Sudah beberapa minggu saya PPL di sebuah sekolah swasta yang cukup ternama di Jakarta. Banyak teman yang mengatakan jika PPL di sekolah ini sangat menyeramkan dan sulit, tapi saya tidak menghiraukan apa omongan orang. Bukannya saya belagu, tapi saya berpikir ini tantangan, tantangan yang tidak mudah. Kalau saya bisa melewati ini berarti saya bisa menghadapi tantangan yang mudah. Lagi pula, sudah sekitar setahun saya mengajar di sekolah ini, walaupun hanya menjadi pelatih ekstrakurikuler jurnalistik. Setiap saya datang saya pasti mengamati anak-anak yang bersekolah di sini. Dan, sejauh penglihatan saya, siswa-siswa di sekolah ini masih dapat dikategorikan baik ketimbang sekolah-sekolah yang pernah saya kunjungi.

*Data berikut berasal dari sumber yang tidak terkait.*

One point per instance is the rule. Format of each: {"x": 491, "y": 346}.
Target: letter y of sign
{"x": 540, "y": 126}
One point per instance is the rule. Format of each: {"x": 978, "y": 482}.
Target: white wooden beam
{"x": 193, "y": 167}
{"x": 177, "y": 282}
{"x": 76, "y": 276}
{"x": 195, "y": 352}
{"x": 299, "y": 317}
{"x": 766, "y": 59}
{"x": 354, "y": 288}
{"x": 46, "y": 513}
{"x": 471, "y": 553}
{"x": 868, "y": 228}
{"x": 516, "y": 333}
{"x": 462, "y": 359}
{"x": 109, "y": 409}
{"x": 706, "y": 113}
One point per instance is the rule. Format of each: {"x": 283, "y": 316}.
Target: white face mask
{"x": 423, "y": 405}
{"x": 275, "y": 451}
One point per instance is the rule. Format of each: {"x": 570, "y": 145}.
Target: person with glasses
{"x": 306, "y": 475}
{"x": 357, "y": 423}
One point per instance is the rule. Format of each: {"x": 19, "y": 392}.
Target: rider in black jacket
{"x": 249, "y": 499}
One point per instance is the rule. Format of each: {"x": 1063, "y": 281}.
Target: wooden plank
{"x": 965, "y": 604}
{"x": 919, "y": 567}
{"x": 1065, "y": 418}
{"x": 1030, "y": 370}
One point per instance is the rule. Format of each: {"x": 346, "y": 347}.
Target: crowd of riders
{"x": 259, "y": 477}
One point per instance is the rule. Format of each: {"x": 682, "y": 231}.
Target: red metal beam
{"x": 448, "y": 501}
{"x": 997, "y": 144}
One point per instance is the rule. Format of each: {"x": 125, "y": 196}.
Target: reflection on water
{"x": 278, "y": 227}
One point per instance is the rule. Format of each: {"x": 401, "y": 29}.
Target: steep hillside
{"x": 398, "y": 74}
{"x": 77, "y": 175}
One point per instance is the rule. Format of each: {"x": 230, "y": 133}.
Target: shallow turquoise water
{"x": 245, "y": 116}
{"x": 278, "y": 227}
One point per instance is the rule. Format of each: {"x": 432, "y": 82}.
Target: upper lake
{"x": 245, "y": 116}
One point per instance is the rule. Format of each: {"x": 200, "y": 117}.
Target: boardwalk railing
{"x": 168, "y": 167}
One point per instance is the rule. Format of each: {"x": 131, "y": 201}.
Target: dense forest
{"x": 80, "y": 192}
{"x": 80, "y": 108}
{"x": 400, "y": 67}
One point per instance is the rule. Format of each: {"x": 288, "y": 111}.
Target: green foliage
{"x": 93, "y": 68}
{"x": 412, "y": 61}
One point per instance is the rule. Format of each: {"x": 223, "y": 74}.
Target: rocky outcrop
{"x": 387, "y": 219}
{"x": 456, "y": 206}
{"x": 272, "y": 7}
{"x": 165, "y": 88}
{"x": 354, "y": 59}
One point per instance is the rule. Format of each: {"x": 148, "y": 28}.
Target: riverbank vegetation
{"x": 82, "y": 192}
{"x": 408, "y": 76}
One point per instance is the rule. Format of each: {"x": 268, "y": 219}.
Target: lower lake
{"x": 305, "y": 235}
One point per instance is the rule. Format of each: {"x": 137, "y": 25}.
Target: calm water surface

Hari demi hari saya lalui. Mengajar dan piket -di sebuah sekolah yang tentunya memiliki aturan- menjadi rutinitas mendadak. Membosankan? Pasti. Tapi ketika saya sedang dilanda kebosanan selalu ada angin segar yang lumayan bisa mengukir senyum di wajah saya. Tuhan menitipkan angin segar itu kepada murid-murid –sebenarnya tak pantas saya menyebut mereka murid, tapi saya kesulitan mencari kata ganti- untuk ditiupkan pada saya.
Hahh…, anak-anak…
Saya jadi teringat ketika teman saya bercerita tentang pengalaman temannya yang pernah PPL di sekolah ini. Ceritanya itu tentang anak-anak di sekolah ini yang katanya sangat bandel dan menyebalkan. Lagi-lagi saya tidak menghiraukan itu karena semua tergantung pada diri kita sendiri, dan tidak semua anak-anak di sekolah ini seperti itu. Beda waktu, beda anak, beda pula karakteristiknya. Toh, nyatanya sampai hari ini perilaku murid-murid saya masih bisa dikatakan wajar, bahkan menurut saya mereka lucu dan unik.
Sulit atau tidak sebenarnya bukan tergantung pada karakteristik murid, tapi pada karakteristik diri kita. Sebagai seorang guru kita harus memiliki karakteristik. “Mau manjadi guru yang seperti apa saya?” pertanyaan itulah yang saya tanyakan pada diri saya sebelum mulai mangajar. Dan, saya memilih untuk menjadi guru yang tidak mencari wibawa, biarlah wibawa itu datang dan melekat pada diri saya dengan sendirinya.
Bagaimana menjadi guru yang tidak mencari wibawa (menurut saya)?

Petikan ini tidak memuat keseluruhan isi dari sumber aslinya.